A review by raisingself
The Crown by Kiera Cass

3.0

(Review for both The Heir and The Crown since I read both in two days)

Hands down The Crown is the best book in the Selection series!

Think a slightly more woke and feminist bachelorette meets fairytale. The lead character, Eadlyn, is 100% annoying the first third of book 1 (The Heir) but there is true character development by the end of The Crown.

I found the first 3 Selection books detailing her parents: America Singer and Prince Maxon’s The Bachelor meets Cinderella story with a dash of dystopian melodrama contrived, wrought with chauvinism and lacking depth and overly drawn out (how they squeezed out 3 books still shocks me). Much of their story was so campy that it was more annoying than endearing.

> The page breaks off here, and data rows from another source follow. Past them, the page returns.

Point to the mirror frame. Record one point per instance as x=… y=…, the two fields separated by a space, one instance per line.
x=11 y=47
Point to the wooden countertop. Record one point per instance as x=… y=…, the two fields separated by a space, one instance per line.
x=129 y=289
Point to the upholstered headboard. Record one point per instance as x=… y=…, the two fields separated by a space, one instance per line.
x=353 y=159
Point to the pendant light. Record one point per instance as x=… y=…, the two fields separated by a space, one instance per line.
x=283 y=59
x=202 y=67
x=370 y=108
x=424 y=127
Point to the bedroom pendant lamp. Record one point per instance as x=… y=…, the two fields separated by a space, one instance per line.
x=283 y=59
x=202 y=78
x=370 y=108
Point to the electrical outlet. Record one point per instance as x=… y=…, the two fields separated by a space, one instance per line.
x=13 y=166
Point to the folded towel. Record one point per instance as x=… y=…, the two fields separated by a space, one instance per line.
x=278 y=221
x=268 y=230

Eadlyn’s love story is endearing and interesting. Not obvious like her parent’s and slightly more nuanced. She’s a first born twin girl whose parents changed the law to make her the heir “despite” her gender. She is the first generation after the 8 tiered numbering caste system that still haunts her kingdom with systemic discrimination and former caste bias.

Eadlyn starts as a brat that takes her future role as queen seriously but is not in touch with the people and agrees to the selection out of a duty to her parents to help be a distraction for a nation on the cusp of rising up because of social unrest. She doesn’t plan on falling in love and thinks she may be able to get out choosing a husband for a few more years. She wants to prove she can be queen and doesn’t want that to be overshadowed by her being a woman and the first female sovereign.

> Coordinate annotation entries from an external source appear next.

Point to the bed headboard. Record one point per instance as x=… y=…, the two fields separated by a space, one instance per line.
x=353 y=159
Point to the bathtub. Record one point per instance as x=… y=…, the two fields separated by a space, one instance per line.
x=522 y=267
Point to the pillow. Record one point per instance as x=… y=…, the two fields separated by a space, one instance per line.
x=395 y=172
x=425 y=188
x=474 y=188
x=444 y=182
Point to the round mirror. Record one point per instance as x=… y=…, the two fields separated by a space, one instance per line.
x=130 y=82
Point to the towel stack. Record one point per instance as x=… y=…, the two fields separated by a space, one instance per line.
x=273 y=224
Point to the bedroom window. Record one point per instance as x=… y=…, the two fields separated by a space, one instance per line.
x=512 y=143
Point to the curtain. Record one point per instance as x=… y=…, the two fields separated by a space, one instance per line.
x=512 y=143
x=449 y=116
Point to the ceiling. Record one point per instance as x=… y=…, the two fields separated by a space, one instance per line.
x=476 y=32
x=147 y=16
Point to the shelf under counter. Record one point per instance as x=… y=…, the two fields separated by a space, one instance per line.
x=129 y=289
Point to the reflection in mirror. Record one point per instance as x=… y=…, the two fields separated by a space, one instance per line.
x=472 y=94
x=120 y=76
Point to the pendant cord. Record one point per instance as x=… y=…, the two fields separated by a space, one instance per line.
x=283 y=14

The reader is not 100% sure who Eadlyn will fall in love with or of her heart. I was presently surprised by this book and really enjoyed it for what is was: a lovely simple YA fairytale love story.

Trigger Warning: one non-graphic scene of near non-consensual touching

Woke Meter: issues with slightly stereotyping of LGBT characters and a mostly white washed cast with a singular token black character that is poorly and inconsistently developed.